Tuesday, July 18, 2006

A shirt tale

After all your nice comments on the picture of my grandparents (now deleted), I feel a little guilty writing about the awkwardness I experienced with my grandfather. But what the hell, that's what blogs are for, right?

So here's the thing. My grandfather is a fantastic man in many respects, but when it comes to the appearance of the women in his family, he is somewhat of a neanderthal. And this trait revealed itself rather strongly over the weekend.

Since I'm breastfeeding, I've gone up two cup sizes, from a B to a D (or thereabouts). And for the sake of convenience in the car last week, I wore one of those crappy nursing tanks from Motherhood; while they're handy for nursing in public, the straps are made of stretchy cotton, which means that after a few hours the neck line is practically down at your knees. I was wearing a long-sleeved shirt unbuttoned over the tank, but the tank -- and my new cleavage -- was clearly visible underneath.

So we all go to my grandparents' house for dinner Thursday night. I'm (as usual) tired and a little more overwhelmed than usual. We walk into the backyard, where my grandparents are sitting. My grandfather jumps up, kisses me and then takes a good look at my chest. I can't remember his exact words, but they were something to the effect of "my how you've grown." And he wouldn't let it rest. Every time I saw him -- and I saw him every day we were there -- he had something to say about my appearance, whether it was the fact that he thinks I have great legs (wtf?) or that having Ess has made me look "like a young chick again." (That one, said multiple times, is verbatim -- how frequently, after all, do you hear your 91-year-old grandfather refer to you as a "chick"?)
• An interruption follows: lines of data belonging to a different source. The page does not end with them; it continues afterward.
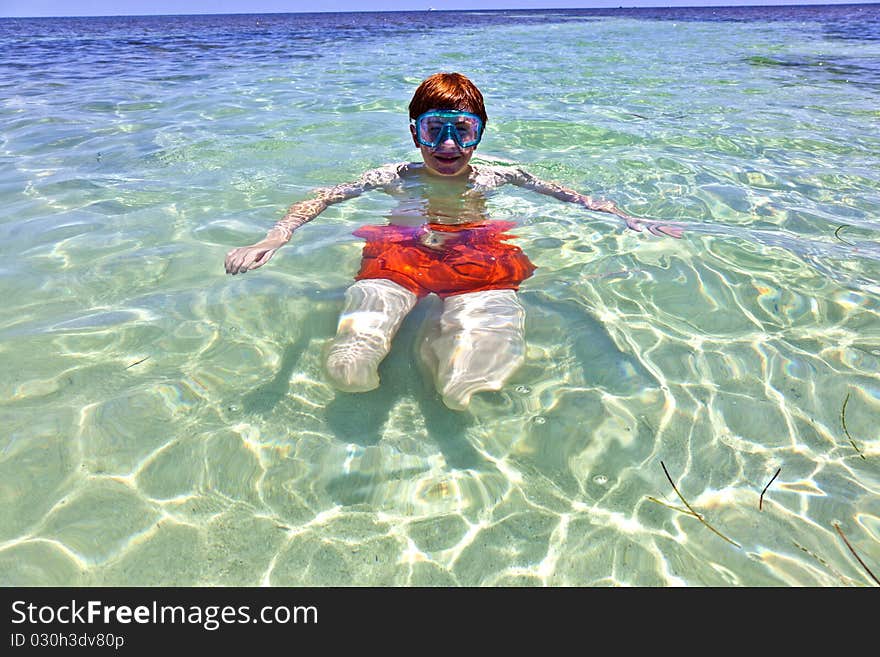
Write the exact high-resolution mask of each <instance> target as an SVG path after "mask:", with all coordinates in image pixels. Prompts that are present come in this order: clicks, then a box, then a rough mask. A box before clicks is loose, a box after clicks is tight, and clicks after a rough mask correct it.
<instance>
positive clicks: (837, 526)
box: [834, 522, 880, 586]
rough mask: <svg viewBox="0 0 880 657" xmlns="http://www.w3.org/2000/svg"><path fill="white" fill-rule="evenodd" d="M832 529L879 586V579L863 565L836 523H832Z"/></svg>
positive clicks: (858, 555) (852, 547)
mask: <svg viewBox="0 0 880 657" xmlns="http://www.w3.org/2000/svg"><path fill="white" fill-rule="evenodd" d="M834 529H836V530H837V533H838V534H840V538H842V539H843V542H844V543H846V547H848V548H849V551H850V552H852V553H853V556H854V557H855V558H856V559H858V561H859V563H860V564H862V568H864V569H865V570H866V571H867V572H868V574H869V575H870V576H871V579H873V580H874V581H875V582H877V585H878V586H880V579H877V576H876V575H874V573H872V572H871V569H870V568H868V567H867V566H866V565H865V562H864V561H862V558H861V557H860V556H859V555H858V553H856V551H855V550H854V549H853V546H852V545H850V544H849V541H848V540H846V536H844V535H843V530H841V529H840V525H838V524H837V523H836V522H835V523H834Z"/></svg>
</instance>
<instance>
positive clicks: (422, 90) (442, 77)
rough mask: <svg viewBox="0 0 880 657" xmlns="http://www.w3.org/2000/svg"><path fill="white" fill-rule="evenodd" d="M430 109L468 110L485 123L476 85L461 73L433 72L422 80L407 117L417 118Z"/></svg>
mask: <svg viewBox="0 0 880 657" xmlns="http://www.w3.org/2000/svg"><path fill="white" fill-rule="evenodd" d="M432 109H449V110H459V111H462V112H470V113H472V114H476V115H477V116H479V117H480V118H481V119H483V125H484V126H485V125H486V121H488V117H487V116H486V106H485V105H484V104H483V94H482V93H480V90H479V89H477V85H475V84H474V83H473V82H471V81H470V80H468V79H467V78H466V77H465V76H463V75H462V74H461V73H435V74H434V75H432V76H431V77H429V78H427V79H426V80H424V81H423V82H422V83H421V84H420V85H419V88H418V89H416V92H415V93H414V94H413V98H412V100H411V101H410V103H409V118H411V119H417V118H419V116H421V115H422V114H424V113H425V112H427V111H428V110H432Z"/></svg>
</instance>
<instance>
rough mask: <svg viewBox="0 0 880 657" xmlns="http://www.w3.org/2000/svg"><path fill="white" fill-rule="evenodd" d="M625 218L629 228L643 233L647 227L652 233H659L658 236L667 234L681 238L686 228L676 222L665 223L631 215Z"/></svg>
mask: <svg viewBox="0 0 880 657" xmlns="http://www.w3.org/2000/svg"><path fill="white" fill-rule="evenodd" d="M623 220H624V221H625V222H626V227H627V228H631V229H632V230H634V231H636V232H639V233H641V232H642V230H643V229H645V228H647V229H648V232H649V233H651V234H652V235H657V236H658V237H662V236H663V235H667V236H669V237H674V238H676V239H681V236H682V235H683V234H684V230H683V229H682V228H681V227H680V226H676V225H675V224H663V223H660V222H659V221H650V220H648V219H637V218H636V217H631V216H629V215H627V216H625V217H623Z"/></svg>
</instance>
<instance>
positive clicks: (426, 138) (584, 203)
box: [226, 73, 681, 410]
mask: <svg viewBox="0 0 880 657" xmlns="http://www.w3.org/2000/svg"><path fill="white" fill-rule="evenodd" d="M409 114H410V134H411V136H412V139H413V143H414V144H415V146H416V148H418V149H419V150H420V152H421V155H422V160H423V163H404V164H393V165H386V166H383V167H380V168H378V169H374V170H372V171H368V172H366V173H364V174H363V175H362V176H361V177H360V178H359V179H358V180H357V181H356V182H354V183H348V184H342V185H337V186H335V187H330V188H322V189H318V190H316V191H315V193H314V196H315V197H314V198H313V199H311V200H307V201H302V202H300V203H295V204H294V205H292V206H291V207H290V208H289V209H288V211H287V213H286V214H285V215H284V217H283V218H282V219H281V220H280V221H279V222H278V223H276V224H275V226H274V227H273V228H272V229H271V230H270V231H269V232H268V234H267V235H266V237H265V238H264V239H263V240H262V241H260V242H257V243H256V244H254V245H252V246H246V247H241V248H237V249H233V250H232V251H230V252H229V253H228V254H227V255H226V272H227V273H229V274H238V273H244V272H246V271H248V270H250V269H256V268H258V267H261V266H263V265H264V264H266V263H267V262H268V261H269V259H270V258H271V257H272V256H273V255H274V254H275V251H277V250H278V248H280V247H281V246H282V245H283V244H285V243H287V242H288V241H289V240H290V238H291V236H292V235H293V232H294V231H295V230H296V229H298V228H299V227H300V226H302V225H303V224H305V223H307V222H309V221H311V220H312V219H314V218H315V217H317V216H318V215H319V214H320V213H321V212H322V211H323V210H324V209H325V208H326V207H327V206H328V205H331V204H333V203H338V202H340V201H344V200H346V199H349V198H353V197H355V196H358V195H360V194H362V193H364V192H366V191H368V190H371V189H376V188H382V189H383V190H384V191H385V192H387V193H389V194H392V195H394V196H396V197H398V198H399V201H400V202H399V204H398V206H397V208H396V209H395V210H394V211H393V212H392V215H391V216H390V217H389V224H388V225H387V226H364V227H362V228H359V229H358V230H356V231H355V232H354V234H355V235H357V236H359V237H364V238H365V239H366V240H367V243H366V245H365V247H364V253H363V260H362V266H361V270H360V272H359V273H358V275H357V277H356V282H355V283H354V285H352V286H351V287H350V288H349V289H348V290H347V291H346V293H345V308H344V310H343V312H342V315H341V316H340V319H339V327H338V330H337V334H336V337H335V339H334V341H333V344H332V346H331V349H330V352H329V354H328V356H327V373H328V375H329V376H330V378H331V379H332V381H333V383H334V384H335V385H336V387H337V388H339V389H340V390H344V391H349V392H363V391H367V390H372V389H374V388H376V387H377V386H378V385H379V375H378V366H379V363H380V362H381V361H382V359H383V358H384V357H385V356H386V355H387V354H388V352H389V350H390V348H391V340H392V338H393V337H394V334H395V333H396V332H397V329H398V328H399V326H400V324H401V322H402V321H403V319H404V317H406V315H407V313H408V312H409V311H410V310H412V308H413V306H415V304H416V302H417V301H418V299H419V298H420V297H423V296H426V295H427V294H430V293H434V294H437V295H438V296H440V297H441V298H443V313H442V315H441V317H440V323H439V326H438V327H436V328H435V330H434V336H432V338H431V339H428V340H425V341H424V342H423V343H422V345H421V347H422V348H421V356H422V358H423V359H424V360H425V362H426V364H428V365H429V367H430V368H431V369H432V371H433V373H434V376H435V379H436V384H437V389H438V391H439V392H440V394H441V395H442V397H443V401H444V403H445V404H446V405H447V406H448V407H450V408H453V409H456V410H463V409H465V408H467V406H468V404H469V402H470V399H471V396H472V395H473V394H474V393H475V392H480V391H483V390H500V389H501V387H502V386H503V385H504V383H505V382H506V381H507V379H508V378H509V377H510V375H511V374H513V372H514V371H515V370H516V369H517V367H519V365H520V364H521V363H522V361H523V359H524V354H525V341H524V338H523V318H524V310H523V307H522V306H521V305H520V303H519V300H518V299H517V295H516V290H517V289H518V288H519V284H520V283H521V282H522V281H523V280H525V279H526V278H528V277H529V276H531V274H532V271H533V270H534V265H532V263H531V262H530V261H529V259H528V257H527V256H526V255H525V254H524V253H523V252H522V250H521V249H519V247H516V246H513V245H511V244H509V243H507V242H506V240H508V239H510V238H511V237H512V236H510V235H506V234H505V231H506V230H508V229H509V228H511V227H512V226H513V223H512V222H502V221H492V220H491V219H489V217H488V215H487V213H486V209H485V195H486V192H488V191H490V190H492V189H495V188H497V187H500V186H501V185H504V184H506V183H513V184H514V185H519V186H520V187H525V188H528V189H532V190H534V191H537V192H540V193H542V194H547V195H550V196H553V197H555V198H557V199H560V200H563V201H569V202H572V203H579V204H581V205H583V206H584V207H586V208H588V209H590V210H598V211H600V212H609V213H612V214H615V215H617V216H618V217H620V218H621V219H623V220H624V221H625V223H626V225H627V227H629V228H631V229H633V230H637V231H641V230H642V229H643V228H647V229H648V231H649V232H650V233H652V234H654V235H669V236H671V237H681V229H680V228H678V227H675V226H671V225H663V224H658V223H655V222H651V221H645V220H642V219H637V218H635V217H631V216H629V215H628V214H626V213H624V212H622V211H621V210H620V209H618V208H617V206H616V205H615V204H614V203H613V202H611V201H597V200H595V199H592V198H590V197H589V196H585V195H582V194H579V193H578V192H575V191H573V190H570V189H567V188H565V187H563V186H561V185H558V184H556V183H551V182H545V181H542V180H538V179H537V178H535V177H534V176H532V175H530V174H528V173H526V172H525V171H523V170H522V169H520V168H515V167H493V166H486V165H471V164H470V159H471V156H472V155H473V153H474V151H475V150H476V147H477V144H479V143H480V139H481V138H482V136H483V131H484V129H485V126H486V120H487V117H486V109H485V106H484V104H483V96H482V94H481V93H480V91H479V89H477V87H476V86H475V85H474V84H473V83H472V82H471V81H470V80H468V79H467V78H466V77H465V76H463V75H461V74H459V73H437V74H435V75H432V76H431V77H429V78H427V79H426V80H425V81H423V82H422V83H421V85H419V87H418V89H417V90H416V92H415V94H414V95H413V98H412V101H411V102H410V105H409Z"/></svg>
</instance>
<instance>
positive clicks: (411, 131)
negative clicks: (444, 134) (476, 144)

In reading this over, it sounds rather innocuous. But it hearkens back to the comments he made when I was younger, and much more vulnerable about my appearance. (Who am I kidding? Has that vulnerability decreased at all with age??) Back in adolescence, if I had a zit, he would mention it. If I was wearing a skirt, he had something to say about it -- something generally approving, but with just a hint of leering to go along with his remark. And if we were at the home of a relative with a pool, and had the guts to wear a bathing suit, he'd comment on that, too. It wasn't just me -- he made comments about my mom, my sister and my aunts (his daughters-in-law) as well. At one point it got sketchy enough that my dad had to talk to him about it. It all made me extremely uncomfortable, especially because when confronted he'd insist that he meant no harm, that he was genuinely expressing his admiration in what he thought were complimentary terms. (Just to be clear, he has never done anything even in the same universe as inappropriate touching.)

So I knew all of this last week when I chose to go to his house in that stupid saggy tank. I thought about changing my shirt, but it felt like capitulating to his slightly icky approach to women's bodies. So I wore the tank top, and heard his comments, and chose not to say anything. I nursed Ess in front of him -- thus far the only time I've felt compelled to use a blanket when nursing -- and dealt with what, again, he thought was approval ("I think it's wonderful that you're feeding your baby," said in a booming voice that carries across three towns). So from my actions, you'd think I was fine with all this.

And yet here I am wasting tons of (virtual) ink on the topic, with no clear conclusion in mind, just an assortment of thoughts about the conflict I feel when it comes to the value and/or utility of discussing any of this with a 91-year-old man with some hearing problems and a tendency toward willful obtuseness. I guess I wish I'd said something, although what I'm not sure. Even more, I wish he didn't feel the need to evaluate his female relatives on the basis of their appearance. I wish I didn't have to think so hard about what I'm wearing when visiting my grandparents. And I hope that young Ess grows up with more confidence about her body -- something I'm aware absolutely starts with me.